At Portland State University -- PSU (which was then Portland State College) -- Myrna majored in elementary education. She became a teacher because it beat the alternatives (nursing, clerical work) that were open to females pre-1965. She sees the readiness to teach as a "bent" that "comes out of reading and writing" -- the instructional purpose -- and had no serious problems managing schoolkids from the fifth to the eight grades. "My teacher friends have always been part of my personal tribe." In 1970 she returned to PSU and earned a Masters in Teaching, including additional hours for administrative certification at the elementary level. During her final couple of years with Portland Public Schools (District No. 1), Myrna exchanged the classroom for a position as Head Teacher at Sacajawea Elementary School. Her teaching duties included managing the school's small library...

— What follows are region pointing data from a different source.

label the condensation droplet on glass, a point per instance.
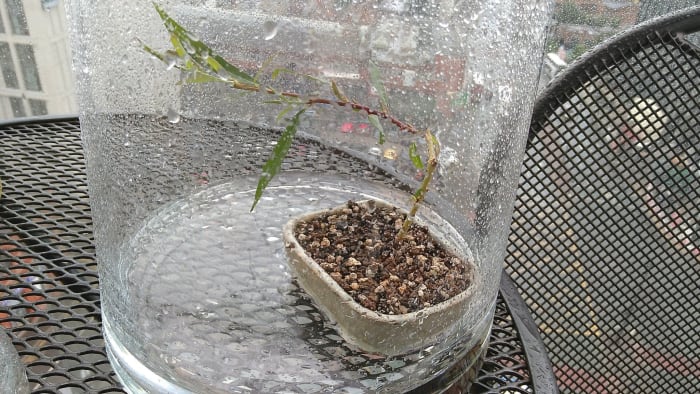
(270, 28)
(173, 116)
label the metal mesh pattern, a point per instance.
(605, 243)
(49, 302)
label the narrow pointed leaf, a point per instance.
(376, 81)
(274, 163)
(374, 120)
(415, 157)
(200, 77)
(199, 52)
(418, 194)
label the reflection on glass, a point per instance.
(27, 62)
(8, 68)
(38, 107)
(18, 21)
(17, 107)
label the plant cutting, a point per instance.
(389, 283)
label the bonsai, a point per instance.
(377, 254)
(201, 64)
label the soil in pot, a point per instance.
(360, 249)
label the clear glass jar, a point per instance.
(196, 291)
(12, 372)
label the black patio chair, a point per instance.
(605, 241)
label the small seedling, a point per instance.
(201, 64)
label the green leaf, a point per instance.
(199, 52)
(199, 77)
(374, 120)
(415, 157)
(375, 78)
(274, 163)
(418, 194)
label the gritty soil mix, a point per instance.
(359, 248)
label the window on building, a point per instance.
(17, 106)
(8, 67)
(18, 21)
(38, 107)
(27, 62)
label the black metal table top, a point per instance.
(49, 296)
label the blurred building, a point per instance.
(35, 59)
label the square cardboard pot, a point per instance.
(367, 329)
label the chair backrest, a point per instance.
(605, 241)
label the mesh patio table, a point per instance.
(49, 297)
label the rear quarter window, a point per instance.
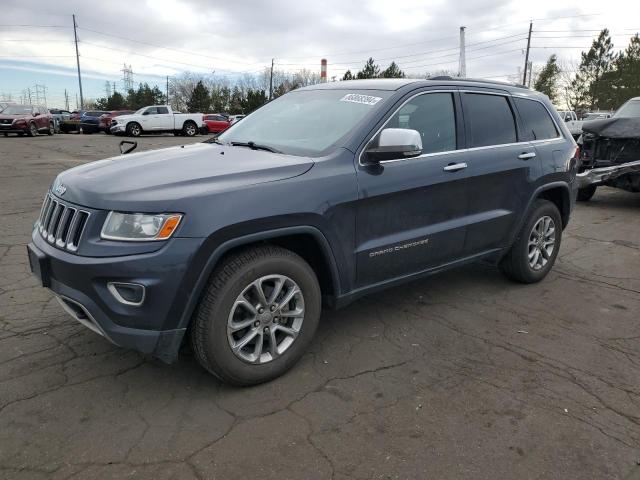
(489, 120)
(536, 121)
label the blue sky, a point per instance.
(169, 37)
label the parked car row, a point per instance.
(26, 120)
(29, 119)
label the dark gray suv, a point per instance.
(321, 196)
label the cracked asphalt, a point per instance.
(461, 375)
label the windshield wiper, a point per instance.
(255, 146)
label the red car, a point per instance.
(215, 122)
(105, 120)
(27, 119)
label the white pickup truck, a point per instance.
(157, 119)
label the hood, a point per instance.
(142, 181)
(620, 127)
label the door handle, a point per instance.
(454, 167)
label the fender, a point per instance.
(534, 196)
(224, 247)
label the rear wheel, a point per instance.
(189, 129)
(585, 194)
(134, 129)
(257, 316)
(536, 247)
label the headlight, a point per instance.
(140, 226)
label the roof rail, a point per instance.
(477, 80)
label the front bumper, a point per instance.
(81, 285)
(602, 175)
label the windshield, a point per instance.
(16, 110)
(306, 122)
(629, 110)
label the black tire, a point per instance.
(209, 326)
(134, 129)
(515, 264)
(585, 194)
(189, 129)
(33, 130)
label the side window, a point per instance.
(538, 125)
(489, 120)
(433, 116)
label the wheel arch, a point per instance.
(307, 241)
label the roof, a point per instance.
(397, 83)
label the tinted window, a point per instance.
(489, 119)
(433, 116)
(536, 121)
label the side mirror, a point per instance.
(124, 150)
(393, 144)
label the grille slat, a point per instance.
(61, 225)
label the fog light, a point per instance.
(127, 293)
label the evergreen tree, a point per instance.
(392, 71)
(370, 70)
(144, 96)
(199, 101)
(547, 79)
(623, 82)
(586, 87)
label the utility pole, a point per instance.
(75, 36)
(462, 64)
(526, 58)
(271, 81)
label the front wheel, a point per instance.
(585, 194)
(190, 129)
(257, 316)
(134, 129)
(536, 247)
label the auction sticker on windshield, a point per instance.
(357, 98)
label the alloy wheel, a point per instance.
(266, 318)
(542, 242)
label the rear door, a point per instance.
(502, 169)
(410, 212)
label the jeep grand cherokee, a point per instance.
(325, 194)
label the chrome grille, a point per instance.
(60, 224)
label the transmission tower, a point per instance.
(127, 78)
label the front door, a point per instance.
(410, 212)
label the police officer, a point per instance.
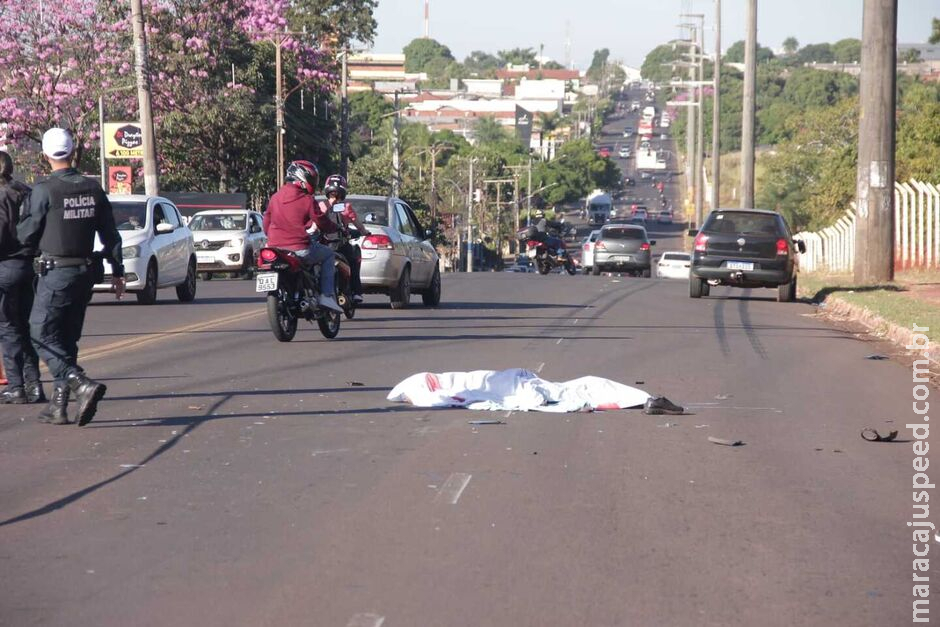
(16, 295)
(65, 211)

OAKLEY: At Sacajawea Elementary we had about 185 students, kindergarten through fifth grade. I had nine teachers, a half-time secretary, a full-time custodian, a half-time handicapped classroom teacher and a Title I teacher/reading specialist. My leadership style is very collegial and "let's work on this together." Those were wonderful days. I remember lots of hugs from the kids, too, even during the sad times, when our Custodian passed away and when we lost a fourth-grader in an automobile accident.

GREGORSKY: Your whole website is very warm, inviting, sort of all-encompassing -- [conveying] kind of a calm and welcome feeling. That differs from a lot of us self-employed folks!

OAKLEY: Yeah -- and that's exactly what I want it to be. I've carried over that kind of welcoming and encouraging style into my travel-writing workshops and novel-writing classes. One fiction class started recently -- 11 students from age 20 on up -- and I just kind of pulled ‘em right in. Got them involved with the fiction-writing process -- you know, "let's roll up our sleeves and get going!"

www.MyrnaOakley.com/workshops.html

GREGORSKY: All right, to wrap up this personal-background section, what can we put on the record about your marriage and grown children?

OAKLEY: I've been married twice. The second marriage lasted just about five years. I thought it was going to be forever -- but "forever" turned out to be just five years. And I have two children, from my first marriage. They now have their own families. My daughter Monica lives in Eugene, and my son Ken lives here in the Vancouver/Portland area. I really enjoy spending time with them.

GREGORSKY: Did either of them take after Mom, in terms of vocation or avocation?

OAKLEY: Ummm, not really -- although my daughter went toward hair styling and also gourmet cooking. She has over one thousand cookbooks. Her creative energy is expressed through the gourmet-cooking process, and also with decorating and sewing. I often call her "the Martha Stewart of the Willamette Valley." She does the cooking, and I take care of clean-up. On almost every visit, I take her a special serving bowl of some kind -- something wonderful often found at the Pier 1 import shop here in Gresham.

My son is a little bit more like me. He likes to read more in-depth things and he's kind of a philosopher, a thinker. He is divorced and his two children live with their mother on the East Coast. So, now, at this stage in life, I'm a single grandmother.

My daughter and her husband Peter have three children: Bradford is finishing his sophomore year at University of Portland; P.J. is finishing his freshman year at Oregon State University in Corvallis; and Marisa is graduating in June [2007] from Marist High School in Eugene. They're great kids. Marisa also plans to attend University of Portland, the Nursing program.